When I calculate the entropy values of files compressed with Gzip, PKZIP, 7ZIP and Winrar, I find that the compression rate of Gzip is higher than the others. The entropy value is higher (indicating less redundancy) and the file size is smaller. Even for small files, the overhead of Gzip is lower compared to the other algorithms. To be fair, this is not the case for all file formats, e.g. for xlsx, 7- ZIP and PKzip have better results than Gzip and Winrar. But still. I'm quite surprised because 7- ZIP is generally considered a better compression algorithm in terms of.... it reduces the file size more, but that does not really correspond with my results. Or I did something completely wrong... or...?

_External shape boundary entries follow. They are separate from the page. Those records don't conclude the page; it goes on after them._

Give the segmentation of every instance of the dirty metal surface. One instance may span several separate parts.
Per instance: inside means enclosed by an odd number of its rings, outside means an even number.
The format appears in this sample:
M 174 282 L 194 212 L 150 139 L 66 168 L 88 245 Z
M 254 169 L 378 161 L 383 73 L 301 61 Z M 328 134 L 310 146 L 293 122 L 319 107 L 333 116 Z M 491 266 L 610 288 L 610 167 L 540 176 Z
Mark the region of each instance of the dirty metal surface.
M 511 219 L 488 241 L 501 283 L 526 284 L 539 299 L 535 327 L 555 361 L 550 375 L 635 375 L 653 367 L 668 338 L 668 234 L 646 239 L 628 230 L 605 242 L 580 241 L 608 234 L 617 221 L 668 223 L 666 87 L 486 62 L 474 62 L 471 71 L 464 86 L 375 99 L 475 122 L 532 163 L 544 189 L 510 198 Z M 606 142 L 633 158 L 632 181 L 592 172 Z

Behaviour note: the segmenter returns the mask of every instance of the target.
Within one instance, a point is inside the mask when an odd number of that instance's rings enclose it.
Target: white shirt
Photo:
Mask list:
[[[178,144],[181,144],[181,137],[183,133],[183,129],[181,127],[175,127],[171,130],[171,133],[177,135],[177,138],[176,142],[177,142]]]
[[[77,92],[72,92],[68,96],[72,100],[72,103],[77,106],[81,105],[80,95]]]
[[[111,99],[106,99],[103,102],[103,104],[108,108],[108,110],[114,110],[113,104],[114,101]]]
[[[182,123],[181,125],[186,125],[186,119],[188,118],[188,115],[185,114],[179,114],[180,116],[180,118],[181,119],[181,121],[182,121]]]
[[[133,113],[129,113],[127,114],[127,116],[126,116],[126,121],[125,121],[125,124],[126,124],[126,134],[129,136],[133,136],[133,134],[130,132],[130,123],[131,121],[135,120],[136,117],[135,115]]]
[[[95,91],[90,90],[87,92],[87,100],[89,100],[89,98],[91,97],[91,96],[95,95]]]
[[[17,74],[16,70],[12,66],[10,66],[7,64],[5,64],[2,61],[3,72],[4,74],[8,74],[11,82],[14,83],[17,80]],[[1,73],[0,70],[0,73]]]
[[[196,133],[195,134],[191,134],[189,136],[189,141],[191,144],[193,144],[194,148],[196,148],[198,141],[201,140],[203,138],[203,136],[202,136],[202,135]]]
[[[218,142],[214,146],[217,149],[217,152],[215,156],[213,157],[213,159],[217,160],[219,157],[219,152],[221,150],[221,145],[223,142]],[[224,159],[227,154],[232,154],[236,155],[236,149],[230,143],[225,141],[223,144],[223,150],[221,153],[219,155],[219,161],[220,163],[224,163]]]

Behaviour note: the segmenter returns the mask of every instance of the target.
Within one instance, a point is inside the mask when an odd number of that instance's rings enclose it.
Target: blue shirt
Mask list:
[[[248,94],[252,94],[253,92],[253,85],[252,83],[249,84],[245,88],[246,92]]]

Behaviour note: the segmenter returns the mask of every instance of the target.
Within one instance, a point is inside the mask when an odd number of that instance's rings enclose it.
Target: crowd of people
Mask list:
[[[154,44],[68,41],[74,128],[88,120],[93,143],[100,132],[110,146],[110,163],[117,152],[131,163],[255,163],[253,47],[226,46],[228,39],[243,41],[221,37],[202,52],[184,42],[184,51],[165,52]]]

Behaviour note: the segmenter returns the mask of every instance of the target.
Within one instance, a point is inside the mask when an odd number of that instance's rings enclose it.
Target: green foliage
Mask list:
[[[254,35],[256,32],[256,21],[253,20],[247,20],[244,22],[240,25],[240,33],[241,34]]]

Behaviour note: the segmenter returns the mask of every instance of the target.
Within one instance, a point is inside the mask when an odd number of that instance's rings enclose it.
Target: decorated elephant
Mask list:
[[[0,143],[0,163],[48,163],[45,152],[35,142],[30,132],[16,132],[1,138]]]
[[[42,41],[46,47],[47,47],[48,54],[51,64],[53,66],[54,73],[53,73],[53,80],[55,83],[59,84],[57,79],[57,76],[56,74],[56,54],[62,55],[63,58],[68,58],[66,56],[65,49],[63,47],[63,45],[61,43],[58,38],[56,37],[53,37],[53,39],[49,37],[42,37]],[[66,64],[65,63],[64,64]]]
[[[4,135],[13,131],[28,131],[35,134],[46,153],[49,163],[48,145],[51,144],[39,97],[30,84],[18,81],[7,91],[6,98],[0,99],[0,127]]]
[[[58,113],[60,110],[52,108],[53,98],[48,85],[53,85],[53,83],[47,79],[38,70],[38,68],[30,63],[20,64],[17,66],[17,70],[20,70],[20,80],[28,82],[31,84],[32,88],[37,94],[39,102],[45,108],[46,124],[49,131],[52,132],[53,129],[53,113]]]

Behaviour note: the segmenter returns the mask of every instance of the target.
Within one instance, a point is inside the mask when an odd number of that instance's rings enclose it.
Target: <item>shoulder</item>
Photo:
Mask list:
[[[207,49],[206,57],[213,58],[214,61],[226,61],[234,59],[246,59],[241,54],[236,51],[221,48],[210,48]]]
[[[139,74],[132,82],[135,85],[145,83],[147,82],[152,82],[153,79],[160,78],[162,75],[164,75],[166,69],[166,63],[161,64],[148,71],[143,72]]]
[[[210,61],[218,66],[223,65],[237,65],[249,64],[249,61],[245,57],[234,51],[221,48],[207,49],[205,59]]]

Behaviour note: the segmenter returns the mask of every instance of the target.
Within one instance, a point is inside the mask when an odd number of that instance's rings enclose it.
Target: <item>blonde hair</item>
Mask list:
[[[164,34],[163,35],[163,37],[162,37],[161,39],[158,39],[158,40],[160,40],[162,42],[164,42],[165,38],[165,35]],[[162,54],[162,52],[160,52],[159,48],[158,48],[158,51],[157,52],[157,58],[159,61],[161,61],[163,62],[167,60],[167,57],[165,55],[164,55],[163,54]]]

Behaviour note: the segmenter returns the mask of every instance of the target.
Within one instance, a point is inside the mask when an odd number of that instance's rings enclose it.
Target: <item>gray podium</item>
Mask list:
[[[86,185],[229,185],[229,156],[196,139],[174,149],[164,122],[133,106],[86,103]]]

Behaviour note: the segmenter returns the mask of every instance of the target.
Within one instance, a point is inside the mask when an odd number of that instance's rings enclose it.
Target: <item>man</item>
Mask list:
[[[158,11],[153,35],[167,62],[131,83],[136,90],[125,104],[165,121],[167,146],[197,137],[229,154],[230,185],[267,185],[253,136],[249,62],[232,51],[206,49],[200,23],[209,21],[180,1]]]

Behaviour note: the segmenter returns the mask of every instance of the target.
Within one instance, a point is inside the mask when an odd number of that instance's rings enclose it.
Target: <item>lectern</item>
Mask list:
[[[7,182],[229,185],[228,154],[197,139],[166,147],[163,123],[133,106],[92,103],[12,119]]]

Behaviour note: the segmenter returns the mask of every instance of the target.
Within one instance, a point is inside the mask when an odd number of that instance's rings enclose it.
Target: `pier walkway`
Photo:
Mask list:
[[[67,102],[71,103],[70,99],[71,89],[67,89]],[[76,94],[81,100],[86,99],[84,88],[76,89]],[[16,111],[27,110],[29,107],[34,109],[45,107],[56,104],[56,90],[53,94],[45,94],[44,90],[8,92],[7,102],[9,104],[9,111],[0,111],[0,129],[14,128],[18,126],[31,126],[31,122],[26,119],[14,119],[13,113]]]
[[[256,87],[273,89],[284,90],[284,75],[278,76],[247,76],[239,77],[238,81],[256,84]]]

I did not base these results on a few files, I compressed a whole bunch of things from different file formats and calculated the delta of the file sizes with Python.
What I also find quite interesting. When I look at PDF files, I would expect that especially PDF 1.5 or higher can hardly be compressed by a lossless compression algorithm, as they are already heavily compressed by themselves. But I don't see much difference between PDF < 1.5 and 1.5 >, both are compressed quite heavily by these compression tools.
By the way, I used the default algorithms and settings of these archivers
Can someone explain how/why this is the case (maybe I'm doing something wrong) or maybe these results does make sense (but I can't find something on the internet that does support this)?